Here is a small excerpt:

Most of the clamor, as you certainly know by now, revolves around the age-old usage of the noun "white" and words built from it, such as chairwhite, mailwhite, repairwhite, clergywhite, middlewhite, Frenchwhite, forewhite, whitepower, whiteslaughter, oneupuwhiteship, straw white, whitehandle, and so on. The negrists claim that using the word "white," either on its own or as a component, to talk about all the members of the human species is somehow degrading to blacks and reinforces racism. Therefore the libbers propose that we substitute "person" everywhere where "white" now occurs.

Sensitive speakers of our secretary tongue of course find this preposterous. There is great beauty to a phrase such as "All whites are created equal." Our forebosses who framed the Declaration of Independence well understood the poetry of our language.
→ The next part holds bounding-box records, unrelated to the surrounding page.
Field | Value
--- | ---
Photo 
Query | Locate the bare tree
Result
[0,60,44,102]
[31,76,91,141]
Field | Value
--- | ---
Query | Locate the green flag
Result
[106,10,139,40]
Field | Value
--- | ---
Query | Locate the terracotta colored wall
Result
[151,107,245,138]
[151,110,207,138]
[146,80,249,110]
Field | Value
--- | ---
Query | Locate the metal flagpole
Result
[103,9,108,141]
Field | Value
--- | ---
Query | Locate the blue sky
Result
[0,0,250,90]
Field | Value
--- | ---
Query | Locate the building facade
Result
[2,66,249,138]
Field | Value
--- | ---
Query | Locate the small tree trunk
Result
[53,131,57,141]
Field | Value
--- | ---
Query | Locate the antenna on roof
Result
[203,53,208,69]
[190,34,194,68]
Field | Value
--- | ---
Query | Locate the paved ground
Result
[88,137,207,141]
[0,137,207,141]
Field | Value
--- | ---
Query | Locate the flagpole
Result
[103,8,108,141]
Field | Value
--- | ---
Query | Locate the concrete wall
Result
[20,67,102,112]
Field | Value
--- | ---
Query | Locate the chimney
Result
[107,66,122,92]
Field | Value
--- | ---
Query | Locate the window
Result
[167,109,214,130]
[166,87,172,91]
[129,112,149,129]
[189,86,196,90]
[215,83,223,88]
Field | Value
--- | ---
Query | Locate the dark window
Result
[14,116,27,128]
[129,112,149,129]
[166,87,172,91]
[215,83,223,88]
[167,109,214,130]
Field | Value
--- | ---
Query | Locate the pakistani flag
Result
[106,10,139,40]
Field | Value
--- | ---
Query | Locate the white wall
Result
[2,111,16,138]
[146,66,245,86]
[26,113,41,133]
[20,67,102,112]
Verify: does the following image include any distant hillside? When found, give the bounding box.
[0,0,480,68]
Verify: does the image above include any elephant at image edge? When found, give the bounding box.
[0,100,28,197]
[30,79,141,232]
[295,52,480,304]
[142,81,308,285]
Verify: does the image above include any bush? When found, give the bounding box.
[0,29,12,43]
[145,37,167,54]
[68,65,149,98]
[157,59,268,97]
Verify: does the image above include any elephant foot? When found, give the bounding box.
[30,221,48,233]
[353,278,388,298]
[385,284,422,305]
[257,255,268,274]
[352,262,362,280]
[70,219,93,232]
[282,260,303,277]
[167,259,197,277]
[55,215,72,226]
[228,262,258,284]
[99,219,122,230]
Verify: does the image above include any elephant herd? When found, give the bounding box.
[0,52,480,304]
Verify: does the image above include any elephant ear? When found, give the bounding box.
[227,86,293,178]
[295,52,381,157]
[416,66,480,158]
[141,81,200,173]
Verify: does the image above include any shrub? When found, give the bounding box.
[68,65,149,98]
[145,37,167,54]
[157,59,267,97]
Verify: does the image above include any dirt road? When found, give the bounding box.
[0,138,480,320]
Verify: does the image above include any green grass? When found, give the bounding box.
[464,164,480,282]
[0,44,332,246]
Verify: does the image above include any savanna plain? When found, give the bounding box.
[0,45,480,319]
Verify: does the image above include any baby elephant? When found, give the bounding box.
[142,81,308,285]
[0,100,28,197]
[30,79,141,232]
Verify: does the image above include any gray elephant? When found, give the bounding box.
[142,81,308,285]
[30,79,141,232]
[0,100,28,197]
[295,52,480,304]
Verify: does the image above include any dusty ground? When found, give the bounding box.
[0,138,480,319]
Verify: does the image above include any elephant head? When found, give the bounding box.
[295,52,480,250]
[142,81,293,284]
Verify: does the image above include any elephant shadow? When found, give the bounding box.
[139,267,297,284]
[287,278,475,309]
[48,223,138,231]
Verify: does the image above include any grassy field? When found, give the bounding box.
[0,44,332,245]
Think how ugly it would be to say "All persons are created equal," or "All whites and blacks are created equal." Besides, as any schoolwhitey can tell you, such phrases are redundant. In most contexts, it is self-evident when "white" is being used in an inclusive sense, in which case it subsumes members of the darker race just as much as fairskins.

It made me realise that using the terms whitelist/blacklist wasn't as innocuous as I thought it was, so we replaced them with allowlist/blocklist.

Tar files support

Python has a zipfile module for handling zip files, and a tarfile module for handling tar files: they are sufficiently similar to be wrapped in a single parser class in mat2, but also different enough that I spent a whole afternoon and a good chunk of a night trying to make this happen.

To open a zip file, one can use zipfile.ZipFile(). To open a tar file, one can use tarfile.TarFile, except that this will burst into flames with 3 nested exceptions about invalid headers and the fact that the ascii codec can't decode some shit as soon as it's used on compressed files, because as said in the documentation, should be used instead.

To get all the members of a zip file, it's ZipFile.infolist(), for tar, it's TarFile.getmembers(). ZipFile.extract isn't vulnerable to path traversals, but TarFile.extract is. To add stuff to a zip, one write them, but for tar, it's add. Zip archive members have a filename and a date_time as a 6-members tuple, while tar ones have a name and a mtime as a timestamp.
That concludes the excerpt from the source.